Moisissures sur les murs : pourquoi elles reviennent et comment les éliminer pour de bon
Nettoyer ne suffit pas il faut traiter la cause
Vous les avez frottées avec de la Javel. Vous avez peint par-dessus. Elles sont revenues, au même endroit, quelques semaines plus tard. C’est le signal le plus clair : les moisissures ne sont pas un problème de surface. Ce sont des champignons microscopiques qui se développent dans les matériaux dès que les conditions sont réunies — humidité excessive et air stagnant. Tant que ces conditions persistent, les moisissures reviennent. La seule solution durable est de traiter la source d’humidité.

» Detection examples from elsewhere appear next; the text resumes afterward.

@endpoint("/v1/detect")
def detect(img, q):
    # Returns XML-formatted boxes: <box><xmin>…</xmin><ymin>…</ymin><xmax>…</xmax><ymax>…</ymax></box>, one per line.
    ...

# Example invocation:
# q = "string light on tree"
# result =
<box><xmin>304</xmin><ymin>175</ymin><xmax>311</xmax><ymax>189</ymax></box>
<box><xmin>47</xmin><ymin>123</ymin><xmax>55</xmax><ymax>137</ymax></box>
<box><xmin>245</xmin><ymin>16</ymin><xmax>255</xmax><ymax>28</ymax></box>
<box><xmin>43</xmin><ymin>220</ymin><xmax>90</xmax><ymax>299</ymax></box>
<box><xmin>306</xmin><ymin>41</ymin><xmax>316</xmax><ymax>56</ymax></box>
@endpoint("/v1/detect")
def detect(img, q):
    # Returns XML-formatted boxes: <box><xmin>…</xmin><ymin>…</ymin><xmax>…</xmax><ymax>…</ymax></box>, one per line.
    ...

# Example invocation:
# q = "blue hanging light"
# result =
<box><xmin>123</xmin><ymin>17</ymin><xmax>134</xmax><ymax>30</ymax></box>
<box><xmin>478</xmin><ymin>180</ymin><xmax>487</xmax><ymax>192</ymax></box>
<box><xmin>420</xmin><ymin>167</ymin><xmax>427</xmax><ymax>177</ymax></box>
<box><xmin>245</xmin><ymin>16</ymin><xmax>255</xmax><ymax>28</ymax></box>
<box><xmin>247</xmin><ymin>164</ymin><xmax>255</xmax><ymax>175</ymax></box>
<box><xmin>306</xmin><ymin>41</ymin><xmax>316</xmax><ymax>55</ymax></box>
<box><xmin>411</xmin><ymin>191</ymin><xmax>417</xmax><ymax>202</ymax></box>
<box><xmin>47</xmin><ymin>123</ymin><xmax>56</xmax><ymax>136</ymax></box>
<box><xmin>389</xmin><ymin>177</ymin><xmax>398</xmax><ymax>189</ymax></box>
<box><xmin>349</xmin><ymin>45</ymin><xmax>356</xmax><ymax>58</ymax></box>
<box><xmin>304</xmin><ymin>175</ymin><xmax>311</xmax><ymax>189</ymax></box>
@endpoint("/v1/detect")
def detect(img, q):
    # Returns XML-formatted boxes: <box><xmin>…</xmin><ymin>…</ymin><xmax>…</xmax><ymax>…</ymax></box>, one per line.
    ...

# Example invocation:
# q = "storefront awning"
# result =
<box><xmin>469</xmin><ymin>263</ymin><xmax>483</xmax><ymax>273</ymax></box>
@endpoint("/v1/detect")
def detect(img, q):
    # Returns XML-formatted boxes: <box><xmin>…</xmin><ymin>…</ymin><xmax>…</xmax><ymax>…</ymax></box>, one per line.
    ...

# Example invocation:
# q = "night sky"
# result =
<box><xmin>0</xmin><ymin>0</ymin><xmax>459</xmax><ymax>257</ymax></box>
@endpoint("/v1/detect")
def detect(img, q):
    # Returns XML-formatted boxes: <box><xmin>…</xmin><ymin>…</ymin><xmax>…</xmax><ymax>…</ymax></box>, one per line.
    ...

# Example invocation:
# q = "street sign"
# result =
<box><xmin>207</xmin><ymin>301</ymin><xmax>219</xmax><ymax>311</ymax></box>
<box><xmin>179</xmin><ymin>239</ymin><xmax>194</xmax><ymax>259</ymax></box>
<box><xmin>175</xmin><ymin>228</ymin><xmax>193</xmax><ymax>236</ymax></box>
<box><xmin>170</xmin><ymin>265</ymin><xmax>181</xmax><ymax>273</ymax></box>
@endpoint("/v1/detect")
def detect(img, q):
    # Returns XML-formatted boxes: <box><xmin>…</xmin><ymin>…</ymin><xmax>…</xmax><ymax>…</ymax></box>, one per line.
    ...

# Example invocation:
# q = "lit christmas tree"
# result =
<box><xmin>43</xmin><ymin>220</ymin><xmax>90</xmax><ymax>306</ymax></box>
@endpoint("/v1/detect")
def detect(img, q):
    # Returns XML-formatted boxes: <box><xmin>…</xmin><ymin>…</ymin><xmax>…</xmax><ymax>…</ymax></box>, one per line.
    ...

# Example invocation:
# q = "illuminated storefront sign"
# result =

Qu'est-ce qu'une moisissure ?
Une moisissure est un champignon microscopique qui colonise les matériaux poreux — plâtre, béton, bois, papier peint — en présence d’humidité. Elle se reproduit par spores, des particules invisibles qu’elle libère en permanence dans l’air ambiant. Ces spores sont inhalées par les occupants à chaque respiration.
Les moisissures apparaissent sous différentes formes : taches noires (Stachybotrys, Cladosporium), vertes (Aspergillus) ou grises. Elles peuvent aussi être invisibles à l’œil nu tout en contaminant l’air.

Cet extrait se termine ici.